Mass. GOP U.S. Senate Candidates Working Against the Clock to Secure a Ballot Spot
Following last weekend’s massive snowstorm that buried most of eastern Massachusetts from Boston to Worcester in as much as three feet of snow, there was a blizzard of activity this week by Republican hopefuls in the race to replace former Massachusetts U.S. Senator John Kerry.
WAMC’s Patrick Donges checked in with the Boston Globe’s Massachusetts State House bureau chief Frank Phillips for an update on the climatic challenges, both political and meteorological, that Republicans must overcome for a shot at the seat.
The snowstorm that battered New England on February 8 may have not only closed roads and buried cars on Beacon Hill. According to Boston Globe State House bureau chief Frank Phillips, it may have also buried any chance the GOP has to re-take one of the Bay State’s two U.S. Senate seats following Scott Brown’s loss to Elizabeth Warren last year and John Kerry’s ascension to Secretary of State.
“They have to have 10,000 certified voter signatures handed in to city and town clerks. That’s a huge job in the three month period that’s normally available,” Phillips tells WAMC. “Often a good part of those months are in warmer weather, March, April and part of May. Now in the winter time, people are running down the street, they don’t want to stop for petitioners.”
“And now we got slammed with this blizzard that shut down Boston for a couple of days and kept people in their homes. It really was a blow, particularly to the Republicans,” he continued.
Philips also noted that GOP candidates will likely have to spend a significant amount of money from their campaign funds to hire signature gathering firms to make up the time lost due to weather.
The deadline to collect those signatures is February 27, now less than two weeks away. The winter storm only exacerbated what may be the largest challenge to Republicans in this special election – finding a candidate with enough clout and experience to win.
“The political world really thought that Scott Brown, who became a rock star a couple of years ago, and still had a lot of political juice left, would be their candidate,” Phillips said. “But it became increasingly clear after Christmas there was some hesitancy there, but he really didn’t let anyone know until the last moment and that really caught the Republicans flatfooted because they had no (alternative) candidate.”
Following word from several high-profile potential candidates that they would not seek the nomination, two have officially stepped forward; State Representative Dan Winslow and Cohassat businessman and former NAVY Seal Gabriel Gomez. Neither has run in a statewide race.
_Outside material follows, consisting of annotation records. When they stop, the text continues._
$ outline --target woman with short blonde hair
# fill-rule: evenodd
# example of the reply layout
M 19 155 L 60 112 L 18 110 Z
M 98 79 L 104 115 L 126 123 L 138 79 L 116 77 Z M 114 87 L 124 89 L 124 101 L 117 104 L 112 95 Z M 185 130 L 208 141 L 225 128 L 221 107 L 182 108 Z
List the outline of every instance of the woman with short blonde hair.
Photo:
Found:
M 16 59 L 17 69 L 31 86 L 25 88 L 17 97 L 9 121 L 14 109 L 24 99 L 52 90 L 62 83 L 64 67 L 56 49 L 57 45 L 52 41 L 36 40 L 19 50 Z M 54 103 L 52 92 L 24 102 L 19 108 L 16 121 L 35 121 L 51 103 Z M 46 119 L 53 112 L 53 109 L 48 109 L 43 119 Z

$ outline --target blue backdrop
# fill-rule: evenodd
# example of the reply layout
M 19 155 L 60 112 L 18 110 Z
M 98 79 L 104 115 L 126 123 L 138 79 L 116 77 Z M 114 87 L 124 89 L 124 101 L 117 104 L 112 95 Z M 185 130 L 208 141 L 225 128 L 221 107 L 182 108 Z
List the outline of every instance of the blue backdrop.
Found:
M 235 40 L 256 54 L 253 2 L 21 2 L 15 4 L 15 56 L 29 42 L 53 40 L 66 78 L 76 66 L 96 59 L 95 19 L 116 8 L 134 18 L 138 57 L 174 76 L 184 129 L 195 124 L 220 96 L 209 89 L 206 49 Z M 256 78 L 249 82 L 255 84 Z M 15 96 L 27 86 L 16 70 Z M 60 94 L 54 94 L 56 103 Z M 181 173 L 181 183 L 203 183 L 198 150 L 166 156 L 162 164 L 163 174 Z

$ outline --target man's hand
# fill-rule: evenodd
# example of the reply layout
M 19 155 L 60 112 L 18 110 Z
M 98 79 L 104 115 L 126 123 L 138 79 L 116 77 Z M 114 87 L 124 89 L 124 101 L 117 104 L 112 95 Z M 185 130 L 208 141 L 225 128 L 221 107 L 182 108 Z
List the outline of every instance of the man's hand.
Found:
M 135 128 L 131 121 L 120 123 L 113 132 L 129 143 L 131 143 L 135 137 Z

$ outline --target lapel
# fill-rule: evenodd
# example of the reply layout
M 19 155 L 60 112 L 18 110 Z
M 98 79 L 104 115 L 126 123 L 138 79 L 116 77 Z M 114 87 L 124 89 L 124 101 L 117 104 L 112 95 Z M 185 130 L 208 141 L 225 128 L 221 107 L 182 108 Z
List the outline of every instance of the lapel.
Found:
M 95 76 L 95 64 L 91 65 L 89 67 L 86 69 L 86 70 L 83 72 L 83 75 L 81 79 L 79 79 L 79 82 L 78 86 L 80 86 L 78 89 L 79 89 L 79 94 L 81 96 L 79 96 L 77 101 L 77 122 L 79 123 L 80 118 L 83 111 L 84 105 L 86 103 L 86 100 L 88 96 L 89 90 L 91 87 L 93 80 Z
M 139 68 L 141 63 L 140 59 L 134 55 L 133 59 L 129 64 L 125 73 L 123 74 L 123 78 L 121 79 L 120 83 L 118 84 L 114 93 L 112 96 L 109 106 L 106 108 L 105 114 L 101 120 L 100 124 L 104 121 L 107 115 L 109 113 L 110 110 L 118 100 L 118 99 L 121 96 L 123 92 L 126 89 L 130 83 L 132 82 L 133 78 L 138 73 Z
Another question that remains is what type of support the state and national Republican Party organizations will provide candidates in a race that seems so far out of reach. Phillips says while national Democrats have already made an endorsement, Republicans appear to be waiting for an opening before formally backing a candidate.
“The Democratic Senatorial Committee has already endorsed one candidate, Congressman Ed Markey,” Phillips said, noting that the second Democrat seeking the nomination is another Congressman, Steve Lynch.
“On the Republican side, they’re not jumping in at this point,” he continued. “I think they’re going to wait and see what happens. If the Democratic primary is so bitter and it’s a shambles after the April 30 primary and the Democrats have really fought bitterly, they might think there’s a chance here.”
By Friday there were two more names being floated as potential GOP candidates, businessman and former congressional candidate Sean Bielat and former U.S. Attorney Michael Sullivan. Phillips says that along with shortened timeframe for collecting signatures, both men also have their own unique challenges in both getting into and winning the race.
“If Sean Bielat decides to run I think it would be a real uphill climb for him to get the signatures,” he said.
“Michael Sullivan is a lot better known in Republican political circles,” Phillips continued, noting Sullivan’s experience on the national stage as acting director of the Bureau of Alcohol Tobacco and Firearms, and his ties to the state’s Republican strongholds.
In a release, Sullivan, who currently practices law in Washington, said he wants to see if he can collect the 10,000 signatures using volunteers instead of paid gatherers before officially entering the race.
Tim Buckley, Communications Director for the Massachusetts Republican Party said Friday that despite the storm, the candidates’ signature gathering operations are now in full swing.
Activists and volunteers across the state are already pounding the pavement for one candidate or another,” Buckley said. “Collecting the signatures is not easy, but it’s not impossible. We should remember that Senator (Scott) Brown collected all, I think it was 20,000 certified signatures, in a single weekend.”
Buckley also said that regardless of who the party ends up endorsing, they will be, “A breath of fresh air to Massachusetts and will be able to offer a new direction that the Democratic nominees cannot. Whoever emerges from the Republican side is going to stand in stark contrast to those two Washington D.C. insiders.”
The special election is scheduled for June 25, with the primary set for April 30.